I have been wanting to eat Brussels Sprouts in a soup and I wanted to find a way to have them in without it being the main attention getter. You may not believe me this when I tell you but…Brussels Sprouts have a bad rap. I get it; they are tiny cabbage looking things and they smell funny while you cook them with an equally strong taste! But I have found that once I got past the obvious reasons for thinking I shouldn’t like them and gave them a shot I fell in love with the tiny cabbage looking thing with a funny smell!
- 1 Large Onion (Chopped)
- 4-5 Celery Ribs (Chopped)
- 1 Carrot (Chopped)
- 1 lb Asparagus (Ends trimmed and chopped) about 1 inch pieces
- 4-5 Bacon Slices (Cut into Small pieces)
- 10-15 Brussels Sprouts (ends removed and halved)
- 3 Potatoes-Large (Peeled and diced in quarter sizes)
- 5 Mini Sweet Peppers
- 1 Box of Chicken Broth
- 3 Tbsp. Chicken Base
- 4 Cups of Water
- 1-2 Tbsp. of Pepper
- 1/4 Cup of Butter
- 3 Garlic Cloves (Diced)
For Creamy Soup Base
- 3/4 Cup Heavy Cream
- 1/2 Cup Flour
- 3/4 Cup Milk
- 1 Cup of Cheese (I used Colby Jack because that was all I had)
- Cut all vegetables to sizes stated above.
- Add vegetables, water, chicken broth, chicken base and uncooked bacon to a stock pot on medium.

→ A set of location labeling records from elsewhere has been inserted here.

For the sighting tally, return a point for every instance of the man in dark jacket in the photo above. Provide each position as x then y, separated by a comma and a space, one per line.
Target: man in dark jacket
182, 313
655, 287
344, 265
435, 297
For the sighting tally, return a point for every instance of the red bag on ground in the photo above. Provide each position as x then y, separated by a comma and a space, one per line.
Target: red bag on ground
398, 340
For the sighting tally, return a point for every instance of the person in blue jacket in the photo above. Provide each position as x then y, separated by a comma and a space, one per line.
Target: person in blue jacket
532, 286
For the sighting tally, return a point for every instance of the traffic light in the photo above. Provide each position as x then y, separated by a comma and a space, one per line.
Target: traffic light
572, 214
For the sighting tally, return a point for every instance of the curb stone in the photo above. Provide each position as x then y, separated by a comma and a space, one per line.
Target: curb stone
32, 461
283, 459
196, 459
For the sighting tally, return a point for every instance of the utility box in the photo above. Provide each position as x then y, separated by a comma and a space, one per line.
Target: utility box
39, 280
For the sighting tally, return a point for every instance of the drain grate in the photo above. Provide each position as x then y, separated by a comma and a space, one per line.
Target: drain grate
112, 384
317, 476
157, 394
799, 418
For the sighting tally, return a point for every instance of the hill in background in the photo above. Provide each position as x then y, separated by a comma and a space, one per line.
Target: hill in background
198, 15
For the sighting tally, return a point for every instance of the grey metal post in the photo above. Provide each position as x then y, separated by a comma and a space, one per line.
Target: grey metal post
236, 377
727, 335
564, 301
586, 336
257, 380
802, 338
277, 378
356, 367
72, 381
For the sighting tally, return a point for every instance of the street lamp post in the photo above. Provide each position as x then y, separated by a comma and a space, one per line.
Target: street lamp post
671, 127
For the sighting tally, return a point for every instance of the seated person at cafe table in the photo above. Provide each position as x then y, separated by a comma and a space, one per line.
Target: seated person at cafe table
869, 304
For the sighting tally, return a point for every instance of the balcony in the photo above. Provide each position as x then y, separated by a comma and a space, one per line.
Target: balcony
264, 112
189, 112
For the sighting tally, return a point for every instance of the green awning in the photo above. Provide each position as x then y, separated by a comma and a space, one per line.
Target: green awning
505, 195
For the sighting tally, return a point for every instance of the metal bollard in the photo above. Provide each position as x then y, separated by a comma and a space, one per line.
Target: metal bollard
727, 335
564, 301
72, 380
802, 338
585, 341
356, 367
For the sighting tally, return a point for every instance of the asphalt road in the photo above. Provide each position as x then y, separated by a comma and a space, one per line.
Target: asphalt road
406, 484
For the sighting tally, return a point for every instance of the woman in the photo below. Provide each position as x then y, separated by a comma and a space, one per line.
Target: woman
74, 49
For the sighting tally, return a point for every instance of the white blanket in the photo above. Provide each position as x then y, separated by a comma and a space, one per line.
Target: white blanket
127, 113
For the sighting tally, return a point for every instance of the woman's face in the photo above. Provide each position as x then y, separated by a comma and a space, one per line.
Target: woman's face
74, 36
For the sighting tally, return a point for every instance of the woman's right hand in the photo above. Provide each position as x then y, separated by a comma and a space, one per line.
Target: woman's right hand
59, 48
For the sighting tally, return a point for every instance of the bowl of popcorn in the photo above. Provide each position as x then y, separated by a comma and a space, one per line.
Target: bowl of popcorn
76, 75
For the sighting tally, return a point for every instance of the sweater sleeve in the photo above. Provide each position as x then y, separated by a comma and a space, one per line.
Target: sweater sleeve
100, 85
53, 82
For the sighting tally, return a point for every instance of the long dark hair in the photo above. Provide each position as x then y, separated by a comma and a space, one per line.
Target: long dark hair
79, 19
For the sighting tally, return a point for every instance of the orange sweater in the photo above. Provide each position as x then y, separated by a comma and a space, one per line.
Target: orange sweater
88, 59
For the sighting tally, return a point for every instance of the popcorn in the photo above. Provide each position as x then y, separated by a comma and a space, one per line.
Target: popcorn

- Simmer for 20 minutes (stirring occasionally).
- Add butter.
- In a separate bowl, whisk together flour, milk and heavy cream until smooth.
- Stir into soup.
- Add cheese.
You don't need to add salt to this recipe as the bacon and chicken have enough salt in there. I garnished with some croutons. Turned out amazing!